To assess recent trends in nonalcoholic fatty liver disease (NAFLD) prevalence among US adolescents.
Cross-sectional data from 12 714 12-19 year olds (exclusions: chronic hepatitis, hepatotoxic medications) in the National Health and Examination Survey between 1988-1994 and 2007-2010 were used to estimate trends in suspected NAFLD, defined as overweight (body mass index ≥85th percentile) plus elevated alanine aminotransferase levels (boys >25.8 U/L; girls >22.1 U/L). Linear trends in prevalence and the independent effect of demographic indicators and adiposity on NAFLD risk were tested using regression models. Complex sampling methods and P values of <.05 were used to assess statistical significance.

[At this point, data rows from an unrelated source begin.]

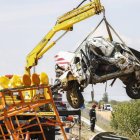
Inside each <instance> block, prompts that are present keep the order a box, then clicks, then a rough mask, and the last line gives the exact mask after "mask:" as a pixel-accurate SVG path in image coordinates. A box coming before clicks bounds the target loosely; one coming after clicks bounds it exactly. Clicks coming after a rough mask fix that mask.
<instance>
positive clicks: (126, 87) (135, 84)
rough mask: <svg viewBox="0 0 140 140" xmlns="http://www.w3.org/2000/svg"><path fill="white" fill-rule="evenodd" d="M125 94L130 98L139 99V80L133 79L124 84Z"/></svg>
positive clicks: (139, 94)
mask: <svg viewBox="0 0 140 140" xmlns="http://www.w3.org/2000/svg"><path fill="white" fill-rule="evenodd" d="M126 92H127V95H128V96H129V97H130V98H132V99H140V82H138V81H133V82H130V83H128V84H127V85H126Z"/></svg>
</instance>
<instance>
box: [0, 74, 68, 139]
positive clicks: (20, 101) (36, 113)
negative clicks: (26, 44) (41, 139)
mask: <svg viewBox="0 0 140 140" xmlns="http://www.w3.org/2000/svg"><path fill="white" fill-rule="evenodd" d="M46 78H47V75H45V74H44V73H43V74H41V75H37V74H34V75H32V77H31V78H30V77H28V76H27V75H24V76H23V77H22V78H21V77H20V78H19V77H18V76H12V78H11V79H9V78H7V77H0V86H1V90H0V139H3V140H7V139H14V140H25V139H26V140H29V139H30V138H31V136H32V135H39V136H40V139H42V140H47V138H46V134H45V133H46V132H45V129H44V128H45V127H48V126H54V127H55V126H59V127H60V129H61V131H62V134H63V136H64V139H65V140H67V137H66V134H65V132H64V129H63V126H64V124H63V123H62V122H61V120H60V118H59V114H58V111H57V109H56V106H55V104H54V101H53V97H52V92H51V89H50V86H49V85H48V81H47V79H46ZM8 79H9V80H8ZM21 79H22V80H21ZM26 80H28V81H26ZM25 84H26V85H25ZM10 86H11V87H12V88H10ZM2 87H3V88H2ZM46 105H48V106H49V109H50V110H49V112H50V114H53V115H54V116H55V119H52V118H51V117H48V116H47V115H45V113H46V112H41V109H42V108H43V109H44V110H43V111H48V110H45V106H46ZM23 116H24V119H23V118H22V117H23ZM42 116H43V117H42ZM25 118H26V119H25Z"/></svg>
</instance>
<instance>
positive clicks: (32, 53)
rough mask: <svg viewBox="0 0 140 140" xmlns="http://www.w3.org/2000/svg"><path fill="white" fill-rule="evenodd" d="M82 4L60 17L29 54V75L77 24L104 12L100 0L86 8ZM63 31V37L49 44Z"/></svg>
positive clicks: (93, 3) (98, 0)
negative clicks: (42, 38)
mask: <svg viewBox="0 0 140 140" xmlns="http://www.w3.org/2000/svg"><path fill="white" fill-rule="evenodd" d="M84 1H86V0H84ZM84 1H83V2H84ZM83 2H82V3H83ZM82 3H81V4H82ZM81 4H80V5H78V7H77V8H75V9H74V10H72V11H69V12H67V13H65V14H64V15H63V16H61V17H59V18H58V20H57V22H56V24H55V26H54V27H53V28H52V29H51V30H50V31H49V32H48V33H47V35H45V37H44V38H43V39H42V40H41V41H40V42H39V44H38V45H37V46H36V47H35V48H34V49H33V50H32V51H31V52H30V53H29V54H28V56H27V58H26V67H25V71H26V73H27V74H30V69H31V68H32V67H33V66H36V65H37V63H38V60H39V59H40V58H41V57H42V56H43V55H44V53H46V52H47V51H48V50H49V49H50V48H51V47H53V46H54V45H55V44H56V42H57V41H58V40H59V39H60V38H62V37H63V36H64V35H65V34H66V33H67V32H68V31H71V30H72V29H73V25H74V24H75V23H78V22H80V21H82V20H85V19H87V18H89V17H91V16H94V15H96V14H100V13H101V12H102V11H103V10H104V7H103V6H102V5H101V3H100V0H92V1H91V2H89V3H88V4H86V5H84V6H81ZM61 30H65V32H64V34H63V35H61V36H60V37H59V38H58V39H57V40H55V41H52V42H51V43H50V44H48V43H49V41H50V40H51V39H52V37H53V36H54V35H55V34H56V33H57V32H59V31H61Z"/></svg>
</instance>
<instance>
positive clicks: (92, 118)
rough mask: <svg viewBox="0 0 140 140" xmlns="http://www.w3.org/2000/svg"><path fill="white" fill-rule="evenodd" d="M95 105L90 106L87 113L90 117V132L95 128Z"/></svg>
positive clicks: (95, 104) (92, 130)
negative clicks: (90, 131)
mask: <svg viewBox="0 0 140 140" xmlns="http://www.w3.org/2000/svg"><path fill="white" fill-rule="evenodd" d="M95 108H96V104H94V105H92V108H91V109H90V111H89V117H90V130H91V131H92V132H94V128H95V121H96V110H95Z"/></svg>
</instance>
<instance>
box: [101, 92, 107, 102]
mask: <svg viewBox="0 0 140 140" xmlns="http://www.w3.org/2000/svg"><path fill="white" fill-rule="evenodd" d="M102 100H103V101H104V102H105V103H108V93H107V92H105V93H104V94H103V98H102Z"/></svg>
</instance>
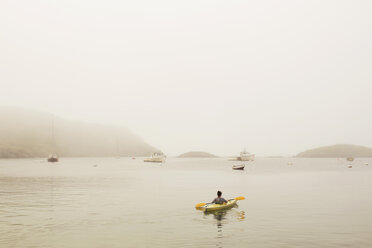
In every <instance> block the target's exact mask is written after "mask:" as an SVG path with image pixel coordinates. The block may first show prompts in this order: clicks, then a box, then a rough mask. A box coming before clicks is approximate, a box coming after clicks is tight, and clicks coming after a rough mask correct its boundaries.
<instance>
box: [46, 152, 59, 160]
mask: <svg viewBox="0 0 372 248" xmlns="http://www.w3.org/2000/svg"><path fill="white" fill-rule="evenodd" d="M48 162H58V155H57V154H56V153H51V154H49V156H48Z"/></svg>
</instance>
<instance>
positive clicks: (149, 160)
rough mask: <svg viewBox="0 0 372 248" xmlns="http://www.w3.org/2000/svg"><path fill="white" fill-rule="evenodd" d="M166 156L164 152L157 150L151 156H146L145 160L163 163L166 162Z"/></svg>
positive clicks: (158, 162)
mask: <svg viewBox="0 0 372 248" xmlns="http://www.w3.org/2000/svg"><path fill="white" fill-rule="evenodd" d="M165 158H166V156H165V155H164V154H163V153H162V152H155V153H153V154H152V155H151V157H149V158H145V159H144V160H143V161H144V162H152V163H163V162H165Z"/></svg>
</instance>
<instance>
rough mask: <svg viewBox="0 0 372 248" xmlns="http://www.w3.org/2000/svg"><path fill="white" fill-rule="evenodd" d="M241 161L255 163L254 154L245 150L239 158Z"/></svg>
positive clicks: (241, 154)
mask: <svg viewBox="0 0 372 248" xmlns="http://www.w3.org/2000/svg"><path fill="white" fill-rule="evenodd" d="M237 160H239V161H254V154H252V153H249V152H247V151H246V150H245V149H244V151H242V152H241V153H240V156H239V157H238V158H237Z"/></svg>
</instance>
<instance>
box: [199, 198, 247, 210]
mask: <svg viewBox="0 0 372 248" xmlns="http://www.w3.org/2000/svg"><path fill="white" fill-rule="evenodd" d="M244 199H245V197H244V196H238V197H235V198H234V199H231V200H237V201H241V200H244ZM207 204H209V203H202V202H201V203H198V204H196V205H195V207H196V208H201V207H203V206H205V205H207Z"/></svg>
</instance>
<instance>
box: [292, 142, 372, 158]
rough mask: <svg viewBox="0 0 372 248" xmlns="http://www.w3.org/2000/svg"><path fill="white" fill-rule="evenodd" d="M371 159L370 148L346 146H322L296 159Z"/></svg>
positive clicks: (302, 152) (340, 145)
mask: <svg viewBox="0 0 372 248" xmlns="http://www.w3.org/2000/svg"><path fill="white" fill-rule="evenodd" d="M349 156H352V157H372V148H368V147H365V146H356V145H348V144H338V145H333V146H324V147H319V148H315V149H311V150H307V151H304V152H301V153H299V154H297V157H308V158H311V157H312V158H315V157H317V158H337V157H349Z"/></svg>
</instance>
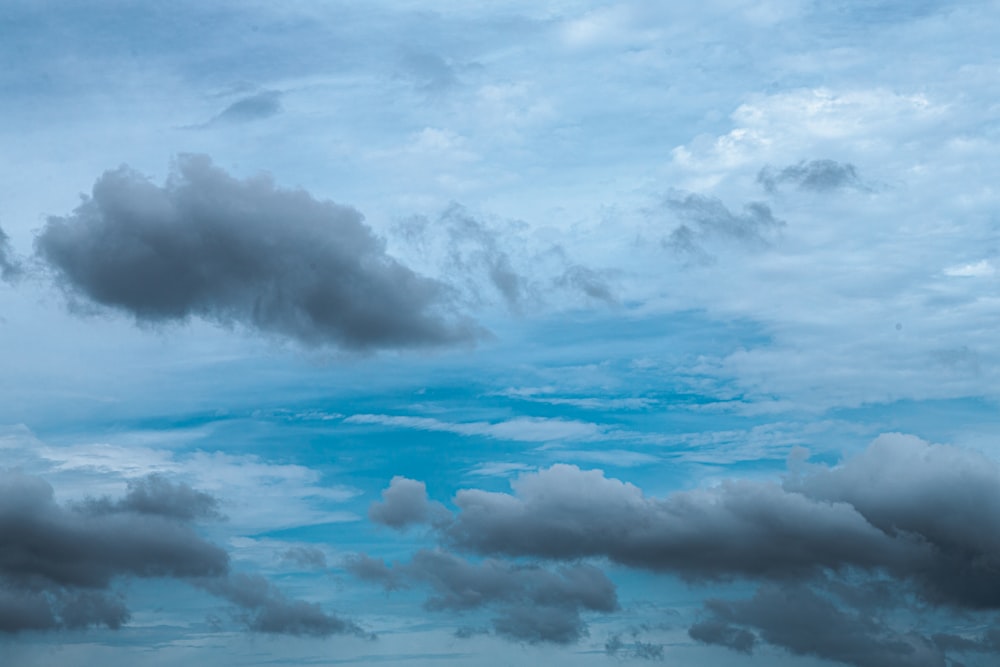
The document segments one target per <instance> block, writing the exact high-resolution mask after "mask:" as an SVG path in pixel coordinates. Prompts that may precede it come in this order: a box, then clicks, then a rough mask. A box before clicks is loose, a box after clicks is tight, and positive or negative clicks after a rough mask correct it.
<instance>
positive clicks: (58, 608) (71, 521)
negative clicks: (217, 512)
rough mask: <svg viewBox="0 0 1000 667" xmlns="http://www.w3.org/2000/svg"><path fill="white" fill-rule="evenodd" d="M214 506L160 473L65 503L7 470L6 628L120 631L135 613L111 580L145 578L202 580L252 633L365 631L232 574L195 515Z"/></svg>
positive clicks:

Suspected NAFLD prevalence (SE) rose from 3.9% (0.5) in 1988-1994 to 10.7% (0.9) in 2007-2010 (P < .0001), with increases among all race/ethnic subgroups, males and females, and those obese (P trend ≤.0006 for all). Among those obese, the multivariate adjusted odds of suspected NAFLD were higher with increased age, body mass index, Mexican American race, and male sex; the adjusted odds in 2007-2010 were 2.0 times those in 1988-1994. In 2007-2010, 48.1% (3.7) of all obese males and 56.0% (3.5) of obese Mexican American males had suspected NAFLD.
Prevalence of suspected nonalcoholic fatty liver disease (NAFLD) has more than doubled over the past 20 years and currently affects nearly 11% of adolescents and one-half of obese males. The rapid increase among those obese, independent of body mass index, suggests that other modifiable risk factors have influenced this trend.